Letters to the Editor: June 26, 2019

Letters+to+the+Editor%3A+June+26%2C+2019

Jews and the Blues

I am writing to supplement your June 5 article “Jews and the St. Louis Blues: 7 things you might not know.” 

There is one more “thing” your readers may not know. My late brother-in-law, Joseph Oppenheim worked for the St. Louis advertising agency of George Savan when Sid Salomon, owner of the Blues, asked the agency to develop a logo for the Blues. The task of designing the logo was assigned to Joe. In an interview shortly before his death in 2018, Joe explained that he got the idea of adding the wing to the music note from the Roman god Mercury, who had little wings on his feet and was known for speed. He felt the speed of the game needed emphasis in the logo.

Harvey Tettlebaum, California, Mo.


Village of Westwood should welcome Miriam Academy   

As a 59-year resident of the Village of Westwood, I want to thank you for the accurate and well-written article and editorial about the rejection by Mayor Fred Berger and two other trustees of the excellent proposal by the well-funded and respected Miriam Foundation to use the site of the former B’nai El Congregation for a much needed high school. 

At a packed April meeting, all of the Westwood residents — with the possible exception of one resident and one trustee — spoke in favor of the school. Those in favor included a former mayor, residents who live around the proposed school and Westwood residents whose children would use the school. 

The three of five trustees opposed the plan because they want to keep the property one-acre residential. However, since it is vacant, no developer has come forth with an affordable plan to build. 

This school would enhance, not reduce the value of Westwood village. It is worth remembering that heart is also a value.  

Marlita Weiss, Village of Westwood


Pulitzer’s impact

I want to thank Dick Weiss for his inspiring June 12 commentary on the legacy of Joseph Pulitzer and the many distinguished reporters the Pulitzers brought to the St. Louis Post-Dispatch, including Richard Dudman, Bill Woo, Sally Bixby Defty, Dick Weil, Harry Levins and Jim Millstone. 

Testing the memories of long time  readers of the Post-Dispatch, Weiss has brought back stories of the contributions of these great reporters to the welfare and the quality of life in our local community and nation.

With the internet, cable news, social media and much more, print journalism has faced many changes that has made it more difficult to maintain the kind of coverage our community so desperately needs, and yet quality journalism is still practiced at the Post-Dispatch and many other newspapers. 

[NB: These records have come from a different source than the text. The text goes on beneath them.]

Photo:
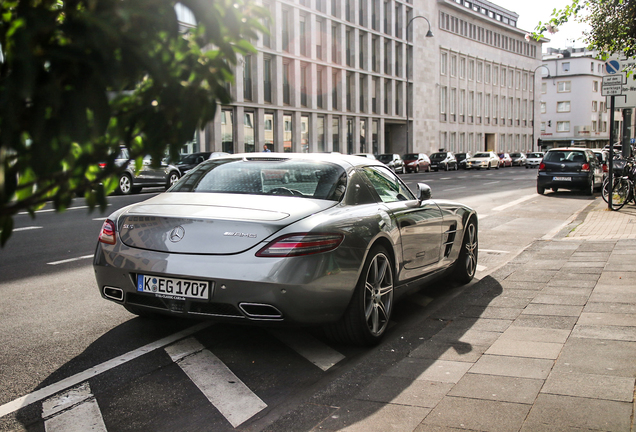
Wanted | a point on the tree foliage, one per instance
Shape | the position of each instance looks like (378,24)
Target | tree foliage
(612,23)
(80,78)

Newspapers are in a continuing struggle to challenge efforts to discredit journalism as fake, treasonous and the enemy of the people. These criticisms undermine our civic bonds and faith in our country’s most important institutions. This criticism of “the media” is essentially an attempt to avoid accountability, misinform voters and undermine the core principles of our democracy. 

It is also useful to remember that readers of the St. Louis Jewish Light have benefited enormously from the contributions of many retired Post-Dispatch reporters who write for the Jewish Light. These names include the editor of the Light, Ellen Futterman, as well as Dick Weiss, Eric Mink, Judy Newmark, Dale Singer, Patricia Corrigan and Repps Hudson.

Dennis Lubeck, Brentwood


Planned deportations

President Donald Trump said that Immigration and Customs Enforcement (ICE) will deport “millions” of people living in the country illegally starting later this month. How will that happen? Will agents stop every Hispanic-looking person or person with an accent and demand proof of citizenship? Will white people be subject to the same scrutiny?

I’m interested in what Sheldon Adelson and his fellow travelers in the Republican Jewish Coalition, along with the mostly Trump-supporting ultra-Orthodox communities, think of this new push to drive out the undocumented.

 How about Israelis who have overstayed their tourist visas? What would the members of our tribe think if ICE swept through Brooklyn or any of the eastern Hasidic enclaves and demanded evidence of citizenship? I think they’d play the anti-Semitism card, because they haven’t learned the lesson that we Jews are always “the other” even when we are white and are targeting others as “the other.”